2) This is exactly what I meant that either step will be performed or not. For lack of better words I used the word Boolean here as I was not sure whether it should be handled as Categorical or not.

3) No. I do not have any idea about measurement system uncertainties and I know how this sounds. That is why I wanted to include replicate and repetitions in the DoE to provide some clue about Measurement system analysis.

4) I know Day to Day variation would exist due to nature of the experiment.

5) Yes we know that effect takes somewhat of a cubic shape based on historical data.

 

I hope this clarifies few of the ambiguities in my original post. I do feel like I am trying to do too much with one DoE as it should not only provide MSA but also a help me either "Pick a winner" or give me the model which can be used to find most optimum settings.

This means that I need to tweak the design a little bit of what JMP provides. Lets assume I go with 16 experiments as mentioned in original post. How do I randomize them properly across different days? and then shall I add one replicate across different days? or different replicate across different days?

Victor_G
Super User

Re: Creating a DoE with Two Boolean and One Discrete Numerical Factor

Hi @DexRick,

 

Welcome in the Community !

Concerning your topic, I may have some remarks or questions to better understand your problem statement :

  1. Your two boolean factors look like two 2-levels categorical factors.
  2. What is your primary goal behind this experimentation ? Understand the relative influence of factors or predict/find the best combination of factors levels ?
  3. I don't understand your constraint of 16 experiments total if you can only do 5 runs per day. It seems your total amount of runs should be a multiple of 5, so either 15 or 20.

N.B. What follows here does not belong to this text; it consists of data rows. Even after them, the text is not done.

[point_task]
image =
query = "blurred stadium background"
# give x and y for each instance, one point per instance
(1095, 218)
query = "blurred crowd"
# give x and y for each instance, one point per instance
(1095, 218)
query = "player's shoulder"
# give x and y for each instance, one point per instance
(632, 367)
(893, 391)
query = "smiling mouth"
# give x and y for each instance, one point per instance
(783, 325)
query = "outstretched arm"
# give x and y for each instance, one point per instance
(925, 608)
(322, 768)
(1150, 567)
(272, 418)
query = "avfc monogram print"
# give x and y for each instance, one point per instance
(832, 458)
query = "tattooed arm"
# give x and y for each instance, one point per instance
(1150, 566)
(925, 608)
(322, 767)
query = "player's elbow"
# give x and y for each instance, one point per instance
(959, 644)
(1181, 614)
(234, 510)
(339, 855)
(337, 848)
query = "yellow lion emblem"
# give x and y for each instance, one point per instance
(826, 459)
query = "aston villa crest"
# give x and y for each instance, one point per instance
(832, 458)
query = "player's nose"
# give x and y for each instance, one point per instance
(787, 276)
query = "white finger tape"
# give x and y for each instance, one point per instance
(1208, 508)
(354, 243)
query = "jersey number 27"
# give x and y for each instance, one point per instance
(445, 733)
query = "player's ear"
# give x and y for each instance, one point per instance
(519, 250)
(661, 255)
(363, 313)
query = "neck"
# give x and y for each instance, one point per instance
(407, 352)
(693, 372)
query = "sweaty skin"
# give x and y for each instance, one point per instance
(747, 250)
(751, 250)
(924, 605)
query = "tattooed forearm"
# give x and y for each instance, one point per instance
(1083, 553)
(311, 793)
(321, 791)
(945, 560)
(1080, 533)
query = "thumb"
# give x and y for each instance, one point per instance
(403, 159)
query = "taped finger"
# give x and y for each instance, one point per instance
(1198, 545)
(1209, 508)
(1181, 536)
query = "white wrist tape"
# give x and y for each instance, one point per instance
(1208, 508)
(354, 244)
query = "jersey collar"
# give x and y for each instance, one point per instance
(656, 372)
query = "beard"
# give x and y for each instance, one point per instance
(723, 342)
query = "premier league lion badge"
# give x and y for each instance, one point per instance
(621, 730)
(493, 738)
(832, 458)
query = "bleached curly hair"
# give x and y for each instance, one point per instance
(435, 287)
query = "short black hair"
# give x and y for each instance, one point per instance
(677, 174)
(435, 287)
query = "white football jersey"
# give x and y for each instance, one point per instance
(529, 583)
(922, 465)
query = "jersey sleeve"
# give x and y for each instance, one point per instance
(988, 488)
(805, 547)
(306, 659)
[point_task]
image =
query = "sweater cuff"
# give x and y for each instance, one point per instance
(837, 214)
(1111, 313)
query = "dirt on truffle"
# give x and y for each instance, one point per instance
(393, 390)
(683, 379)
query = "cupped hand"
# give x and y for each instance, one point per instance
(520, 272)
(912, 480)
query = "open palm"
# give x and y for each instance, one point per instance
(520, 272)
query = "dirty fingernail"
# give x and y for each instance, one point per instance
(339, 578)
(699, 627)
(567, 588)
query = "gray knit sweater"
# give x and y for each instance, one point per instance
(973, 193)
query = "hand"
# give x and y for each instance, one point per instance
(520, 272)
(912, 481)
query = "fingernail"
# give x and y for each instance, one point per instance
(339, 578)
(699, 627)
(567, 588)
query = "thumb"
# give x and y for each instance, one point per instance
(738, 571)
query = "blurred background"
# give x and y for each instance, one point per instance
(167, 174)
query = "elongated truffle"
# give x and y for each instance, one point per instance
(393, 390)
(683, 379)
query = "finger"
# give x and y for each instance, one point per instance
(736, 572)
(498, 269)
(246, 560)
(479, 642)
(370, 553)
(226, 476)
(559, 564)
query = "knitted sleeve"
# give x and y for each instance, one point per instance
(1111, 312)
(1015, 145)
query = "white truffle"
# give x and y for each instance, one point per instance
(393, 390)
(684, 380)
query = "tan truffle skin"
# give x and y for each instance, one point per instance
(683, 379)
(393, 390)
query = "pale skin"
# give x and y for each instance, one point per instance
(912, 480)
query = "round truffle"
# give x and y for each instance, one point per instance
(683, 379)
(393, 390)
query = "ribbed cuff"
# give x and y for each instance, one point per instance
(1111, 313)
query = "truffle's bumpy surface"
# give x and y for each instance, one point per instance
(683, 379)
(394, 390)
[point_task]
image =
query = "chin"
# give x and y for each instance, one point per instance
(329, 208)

Here are some suggestions for designing your DoE :

I would set up the factors like this (the levels names may have to be modified):

Victor_G_0-1729525133661.png

Regarding your needs, I would set up a model containing main effects and 2-factors interactions, the quadratic and cubic effect of X1 are added automatically as "If needed" due to the discrete numeric factor type of X1, but you can change the estimability of "Necessary" if you would like more balanced runs between the 4 levels of X1, by selecting the two terms and clicking on their estimability levels :

Victor_G_0-1729538910163.png

To respect your constraint of 5 runs per day, you can use and check the option "Group runs into random blocks of size :" and specify the size 5 :

Victor_G_3-1729526070536.png

The concept of random block is to estimate if the random factor (here the experimentation day) contributes to changes in the variance of the response (uncertainty). In order to estimate within-block and between-block variability, you could specify a number of replicate runs, that could be used to better estimate the error for each block. 

 

As an example, I attached a design created with your 3 factors, 20 runs in total in 4 group of 5 runs each, and with 4 replicate runs to estimate within-block variability (1 replicate run per day). Estimability of quadratic and cubic effects for X1 have been set to "Necessary" to balance the use of the different levels in the design (if you are more interested to "pick a winner" : find/predict best combination of factors levels). You can reduce the total amount of runs to 15 if needed (minimum is 14 in this configuration).

 

Hope this answer may help you, 

Victor GUILLER

"It is not unusual for a well-designed experiment to analyze itself" (Box, Hunter and Hunter)
DexRick
Level II

Re: Creating a DoE with Two Boolean and One Discrete Numerical Factor

Hi @Victor_G 

 

Thank you so much for this detailed design. Primary goal of the experiment is to pick the setting which maximize "R1" and Match target for "R2", "R3" and R4.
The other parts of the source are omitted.